Collimator selection, acquisition speed, and visual assessment of 131I-tositumomab biodistribution in a phantom model.

Unlabelled: (131)I-Tositumomab has been used in treating patients with non-Hodgkin's lymphoma. It is generally recommended that high-energy collimators be used to image patients before they receive (131)I-tositumomab therapy, to determine the effective half-life for therapeutic dose and gross biodistribution. Because many nuclear medicine departments do not possess high-energy collimators, this study was designed to assess the suitability of using medium-energy collimators. The effect of scanning speed was also investigated, in an attempt to optimize the acquisition time.

Methods: Measurements were taken using an elliptic anthropomorphic torso phantom and an organ-scanning phantom fitted with fillable spheres (1-5 cm in diameter) and organ inserts. Three phantom studies were performed with differing initial (131)I concentrations in the organs, the spheres, and the thoracic and abdominal chambers. Images were acquired with both high-energy and medium-energy collimators and at acquisition speeds of 20 and 100 cm/min. The half-life for each combination (study/collimator/speed) was calculated from a linear fit of the data. The contrast of the tumor sphere was assessed using 2 identical regions, placed on and beside the sphere, and averaged over several time points. Biodistribution and image quality were visually assessed by 2 independent observers.

Results: Measured half-life values and visual assessment of biodistribution showed no significant difference between the 2 collimators (P = 0.32) or acquisition speeds (P = 0.85). A significant difference in the contrast of the tumor spheres was observed between the 2 collimators (P < 0.01) but not between acquisition speeds.

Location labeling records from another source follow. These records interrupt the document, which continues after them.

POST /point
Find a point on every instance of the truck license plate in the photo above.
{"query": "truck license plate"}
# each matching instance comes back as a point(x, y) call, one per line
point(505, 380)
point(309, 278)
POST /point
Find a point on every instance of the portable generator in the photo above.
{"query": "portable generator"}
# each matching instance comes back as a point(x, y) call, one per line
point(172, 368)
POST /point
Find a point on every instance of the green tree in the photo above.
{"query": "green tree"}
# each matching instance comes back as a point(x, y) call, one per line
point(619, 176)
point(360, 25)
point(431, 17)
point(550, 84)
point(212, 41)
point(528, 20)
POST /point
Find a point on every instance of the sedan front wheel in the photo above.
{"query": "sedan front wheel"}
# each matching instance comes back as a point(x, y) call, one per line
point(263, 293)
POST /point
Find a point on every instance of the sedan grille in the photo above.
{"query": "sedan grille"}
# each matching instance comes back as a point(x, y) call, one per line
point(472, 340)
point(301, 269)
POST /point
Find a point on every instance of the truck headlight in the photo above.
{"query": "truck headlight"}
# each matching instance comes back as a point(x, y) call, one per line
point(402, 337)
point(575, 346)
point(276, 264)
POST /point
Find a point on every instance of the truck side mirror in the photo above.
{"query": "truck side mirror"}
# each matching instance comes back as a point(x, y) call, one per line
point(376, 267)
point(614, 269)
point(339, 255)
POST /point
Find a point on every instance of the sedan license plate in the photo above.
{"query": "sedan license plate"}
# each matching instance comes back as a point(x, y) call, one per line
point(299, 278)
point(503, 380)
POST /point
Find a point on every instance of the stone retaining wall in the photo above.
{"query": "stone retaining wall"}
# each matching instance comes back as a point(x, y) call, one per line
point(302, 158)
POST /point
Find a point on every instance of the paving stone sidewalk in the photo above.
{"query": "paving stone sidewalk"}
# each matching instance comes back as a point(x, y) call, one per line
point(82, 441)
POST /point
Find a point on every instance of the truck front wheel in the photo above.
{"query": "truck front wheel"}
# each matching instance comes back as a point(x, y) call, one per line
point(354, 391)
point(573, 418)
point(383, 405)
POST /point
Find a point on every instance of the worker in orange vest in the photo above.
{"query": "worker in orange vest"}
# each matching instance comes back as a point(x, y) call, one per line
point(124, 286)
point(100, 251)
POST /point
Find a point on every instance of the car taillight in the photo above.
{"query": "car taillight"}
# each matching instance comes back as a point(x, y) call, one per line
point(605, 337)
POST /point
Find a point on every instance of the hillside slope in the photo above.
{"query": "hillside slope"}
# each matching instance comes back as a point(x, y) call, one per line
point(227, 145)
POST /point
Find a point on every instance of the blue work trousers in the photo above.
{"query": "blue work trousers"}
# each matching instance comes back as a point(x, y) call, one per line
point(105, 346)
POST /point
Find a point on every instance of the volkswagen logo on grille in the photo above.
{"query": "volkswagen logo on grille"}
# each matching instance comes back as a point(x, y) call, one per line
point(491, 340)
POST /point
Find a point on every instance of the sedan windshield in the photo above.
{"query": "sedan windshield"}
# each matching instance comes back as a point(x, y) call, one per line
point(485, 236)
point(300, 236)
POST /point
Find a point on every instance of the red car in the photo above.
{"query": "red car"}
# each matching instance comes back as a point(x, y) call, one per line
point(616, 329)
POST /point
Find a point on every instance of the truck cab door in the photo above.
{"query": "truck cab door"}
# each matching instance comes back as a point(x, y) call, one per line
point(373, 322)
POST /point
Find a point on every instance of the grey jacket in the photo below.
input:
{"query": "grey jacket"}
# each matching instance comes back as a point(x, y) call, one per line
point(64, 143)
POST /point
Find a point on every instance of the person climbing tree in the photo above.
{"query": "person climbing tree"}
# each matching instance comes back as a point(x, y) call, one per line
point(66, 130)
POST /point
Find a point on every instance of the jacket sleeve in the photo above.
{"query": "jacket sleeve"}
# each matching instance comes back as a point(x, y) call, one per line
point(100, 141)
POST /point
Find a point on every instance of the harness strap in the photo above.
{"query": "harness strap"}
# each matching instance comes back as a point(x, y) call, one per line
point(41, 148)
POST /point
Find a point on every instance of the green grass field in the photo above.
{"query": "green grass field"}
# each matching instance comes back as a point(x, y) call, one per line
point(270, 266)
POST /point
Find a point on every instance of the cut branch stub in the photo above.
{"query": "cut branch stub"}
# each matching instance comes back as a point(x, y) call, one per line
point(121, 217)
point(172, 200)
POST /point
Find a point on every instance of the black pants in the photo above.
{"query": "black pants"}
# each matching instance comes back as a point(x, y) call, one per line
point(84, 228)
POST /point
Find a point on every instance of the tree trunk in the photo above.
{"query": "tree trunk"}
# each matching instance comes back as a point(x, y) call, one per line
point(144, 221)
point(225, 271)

Visual assessment of the images showed increased noise on the image acquired at 100 cm/min, although this noise did not affect lesion detectability.

Conclusion: Measured half-life is not significantly different between the 2 collimators; hence, calculation of the residence time would be nearly the same. Medium-energy collimators can be used to accurately calculate the (131)I-tositumomab therapeutic dose and detect alterations in biodistribution.